In 1961, Oldsmobile introduced its upscale compact F-85 with an aluminum 3.5-litre (215 cu. in.) V-8. It launched the Cutlass name, one of the industry’s most enduring. More significantly, it introduced the world’s first production exhaust-driven, turbo-supercharger in the 1962 Jetfire sports coupe, beating sister division Chevrolet’s turbocharged Corvair Spyder by a month.

Although Oldsmobile introduced turbocharging, bigger engines were cheaper to build and turbocharging was discontinued after a couple of years. Rover of England bought the little V-8 for its cars and SUVs.

Oldsmobile stunned the industry in 1966 with its front-wheel-drive Toronado. Not used in America since the 1930s Cord, Oldsmobile revived FWD in the U.S. and laid the groundwork for GM’s mass changeover to FWD in the 1980s.

As safety concerns rose, Oldsmobile’s 1974 Toronado was the first production car with an inflatable airbag, although it would soon disappear for more than a decade.

Driven by the 1973-74 energy crisis, Oldsmobile marketed the first modern American diesel car in 1978.

The converted 5.7-litre (350 cu in.) gasoline V-8 developed a poor reputation and was discontinued in 1985 after fuel economy concerns subsided.

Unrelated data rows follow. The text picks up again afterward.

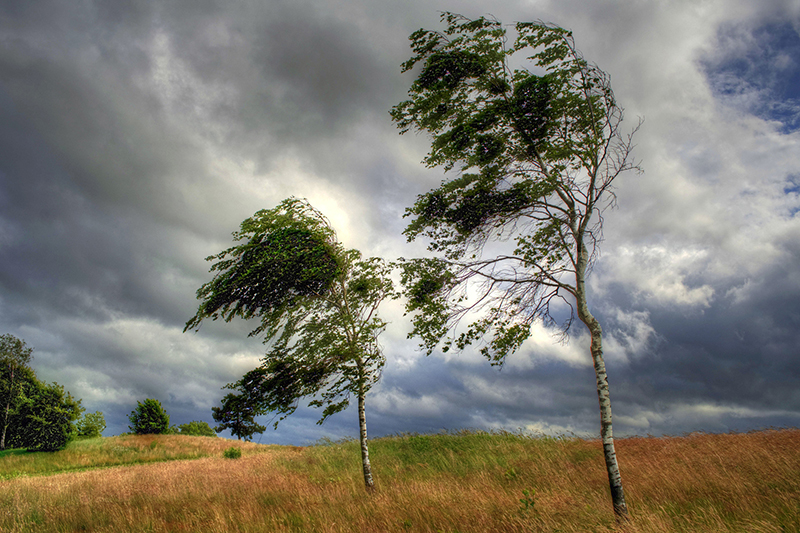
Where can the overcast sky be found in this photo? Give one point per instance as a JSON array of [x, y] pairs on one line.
[[135, 136]]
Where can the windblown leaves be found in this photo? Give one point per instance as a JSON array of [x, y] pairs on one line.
[[536, 145], [317, 306]]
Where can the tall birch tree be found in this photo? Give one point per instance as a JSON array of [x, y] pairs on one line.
[[534, 131], [317, 303]]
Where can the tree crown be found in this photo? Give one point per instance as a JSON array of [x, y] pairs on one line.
[[537, 147]]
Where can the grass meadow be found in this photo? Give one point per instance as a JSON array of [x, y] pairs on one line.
[[464, 482]]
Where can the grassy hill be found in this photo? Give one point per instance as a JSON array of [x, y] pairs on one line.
[[466, 482]]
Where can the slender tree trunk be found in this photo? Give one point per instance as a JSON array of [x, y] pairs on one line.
[[362, 424], [606, 432], [5, 428], [8, 408]]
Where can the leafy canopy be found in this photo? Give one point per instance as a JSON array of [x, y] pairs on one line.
[[317, 304], [148, 418], [533, 130], [91, 425], [238, 415]]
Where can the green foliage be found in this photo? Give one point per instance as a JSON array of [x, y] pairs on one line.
[[232, 453], [196, 428], [49, 414], [38, 416], [317, 304], [15, 356], [534, 130], [149, 417], [91, 425], [238, 413]]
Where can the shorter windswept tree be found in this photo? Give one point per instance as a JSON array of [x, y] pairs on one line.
[[237, 415], [317, 303]]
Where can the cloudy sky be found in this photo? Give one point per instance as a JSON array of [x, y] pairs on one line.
[[135, 136]]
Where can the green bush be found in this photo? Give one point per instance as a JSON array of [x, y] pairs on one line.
[[91, 425], [50, 416], [149, 418], [232, 453], [196, 428]]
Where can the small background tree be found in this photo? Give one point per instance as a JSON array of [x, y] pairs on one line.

The drive for better economy in the 1970s and 1980s led GM to more four- and six-cylinder engines. When GM revived twin-overhead-camshaft, four-valves-per-cylinder engines following the star crossed 1975-76 Chevrolet Cosworth Vega, Oldsmobile developed the “Quad-4.” This 150 horsepower, 2.3-litre inline four appeared in the 1988 Oldsmobile Cutlass Calais.

Following the GM trend, Oldsmobile gradually phased out rear-drive, ending with the 1990 Cutlass. Its Bravada SUV arrived in 1991, although not in Canada.

In 1995, Olds reached back to its V-8 days and introduced the luxury-class Aurora with a 4.0-litre version of Cadillac’s Northstar double-overhead-cam, 32- valve V-8 driving the front wheels.

Oldsmobile’s demise in 2004 marked the end of not only the oldest name in American automobiles, but one with a legacy of engineering innovation including turbocharging, fully automatic transmission, modern American front-wheel drive and airbags.